The cost drivers addressed by the task force relate primarily to private choices and private business practices. For example, inactivity, overeating and smoking are private lifestyle decisions. And health plans and providers privately agree to specific payment methods. When it comes to reducing costs, people and businesses generally do a bang-up job at finding solutions.

We live in a land of entrepreneurs who make handsome livings by hunting down inefficiencies. How is it that billions of dollars wasted by poor health habits and inefficient systems can escape their preying eyes?

Correctly answer that question, and you may well solve the cost riddle confounding today's health-care system.
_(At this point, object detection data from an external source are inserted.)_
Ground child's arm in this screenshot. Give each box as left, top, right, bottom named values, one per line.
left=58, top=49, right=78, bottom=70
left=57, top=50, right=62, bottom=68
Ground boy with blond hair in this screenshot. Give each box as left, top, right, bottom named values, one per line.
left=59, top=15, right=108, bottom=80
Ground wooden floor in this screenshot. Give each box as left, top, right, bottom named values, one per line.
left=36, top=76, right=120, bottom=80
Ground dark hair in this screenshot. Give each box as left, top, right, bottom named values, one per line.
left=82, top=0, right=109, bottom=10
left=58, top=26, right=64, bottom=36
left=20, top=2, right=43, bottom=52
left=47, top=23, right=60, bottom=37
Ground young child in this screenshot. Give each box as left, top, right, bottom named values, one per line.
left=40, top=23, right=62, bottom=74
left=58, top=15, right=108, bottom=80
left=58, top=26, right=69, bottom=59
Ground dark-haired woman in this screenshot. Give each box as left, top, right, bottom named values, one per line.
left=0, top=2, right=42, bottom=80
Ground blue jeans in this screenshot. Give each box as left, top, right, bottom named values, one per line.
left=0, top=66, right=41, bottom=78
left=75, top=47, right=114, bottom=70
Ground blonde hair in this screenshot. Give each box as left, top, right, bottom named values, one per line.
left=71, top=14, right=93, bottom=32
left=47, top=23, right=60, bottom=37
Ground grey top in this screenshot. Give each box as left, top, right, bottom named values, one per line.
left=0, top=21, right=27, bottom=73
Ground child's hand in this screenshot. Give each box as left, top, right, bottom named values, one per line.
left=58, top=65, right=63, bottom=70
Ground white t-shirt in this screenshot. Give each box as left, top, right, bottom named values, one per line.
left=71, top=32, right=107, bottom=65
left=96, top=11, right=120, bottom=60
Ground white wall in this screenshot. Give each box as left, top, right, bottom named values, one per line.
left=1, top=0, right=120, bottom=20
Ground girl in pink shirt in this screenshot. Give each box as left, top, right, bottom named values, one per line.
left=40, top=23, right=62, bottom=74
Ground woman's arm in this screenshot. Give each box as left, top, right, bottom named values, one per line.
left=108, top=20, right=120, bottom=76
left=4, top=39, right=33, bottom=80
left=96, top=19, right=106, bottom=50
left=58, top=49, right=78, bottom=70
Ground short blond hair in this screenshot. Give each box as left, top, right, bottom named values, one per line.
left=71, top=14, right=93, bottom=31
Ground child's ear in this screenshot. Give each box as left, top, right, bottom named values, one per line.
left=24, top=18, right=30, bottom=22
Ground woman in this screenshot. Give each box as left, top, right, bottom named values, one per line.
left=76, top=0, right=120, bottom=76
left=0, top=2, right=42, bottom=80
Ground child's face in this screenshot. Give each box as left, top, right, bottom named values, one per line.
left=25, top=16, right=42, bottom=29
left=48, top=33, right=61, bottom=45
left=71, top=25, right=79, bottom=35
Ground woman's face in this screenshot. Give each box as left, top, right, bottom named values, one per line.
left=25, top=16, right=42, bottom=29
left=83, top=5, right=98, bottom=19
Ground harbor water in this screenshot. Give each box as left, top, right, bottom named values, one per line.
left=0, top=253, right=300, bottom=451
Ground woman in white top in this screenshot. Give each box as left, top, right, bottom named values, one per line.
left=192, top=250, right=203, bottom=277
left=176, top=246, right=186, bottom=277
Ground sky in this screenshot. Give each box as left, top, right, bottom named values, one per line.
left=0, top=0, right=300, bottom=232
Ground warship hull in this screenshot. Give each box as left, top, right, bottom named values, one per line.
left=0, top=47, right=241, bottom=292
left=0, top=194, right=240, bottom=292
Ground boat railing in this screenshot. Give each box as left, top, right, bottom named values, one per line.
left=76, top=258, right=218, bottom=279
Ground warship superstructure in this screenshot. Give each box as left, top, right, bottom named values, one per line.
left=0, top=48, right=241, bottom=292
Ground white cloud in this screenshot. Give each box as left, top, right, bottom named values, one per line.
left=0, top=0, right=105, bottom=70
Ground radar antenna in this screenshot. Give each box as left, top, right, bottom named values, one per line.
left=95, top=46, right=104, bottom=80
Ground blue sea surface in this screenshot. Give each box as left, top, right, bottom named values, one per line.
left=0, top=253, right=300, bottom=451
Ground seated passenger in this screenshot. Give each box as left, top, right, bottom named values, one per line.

I believe the answer begins with the near absence of health-plan consumerism. Very few people shop for their health plans. Instead, they rely on their employers or the government to pick their plans.

Consequently, individual consumers do not exert pressure on health plans to lower costs. That job is left to businesses and the government, which exert far less pressure because they do not work under the constraints of a family budget. Without direct pressure from consumers, entrepreneurs are not motivated to attack our cost problems.

Of course, the answer is not limited to unleashing individual consumers upon the health-plan market. Numerous other obstacles block entrepreneurial efforts. For instance, both state and federal mandates hinder efforts to tailor health benefits to individual needs. In addition, Minnesota restricts for-profit companies from running hospitals or managed-care health plans. And federal laws limit physician ownership of health-care facilities.

All that is to say, a number of laws block avenues that entrepreneurs might take to reduce costs.

To be fair, some of the task force's recommendations represent positive steps that the government can take. As usual, good ideas mingle with the bad. The aforementioned exchange would encourage health-plan consumerism, but this and other ideas are overwhelmed by efforts to inject government planning.

If we truly want better health care at a lower price, shouldn't we depend on the proven track record of America's entrepreneurs rather than that of the government's central planners?

Peter J. Nelson is a policy fellow with Center of the American Experiment in Minneapolis.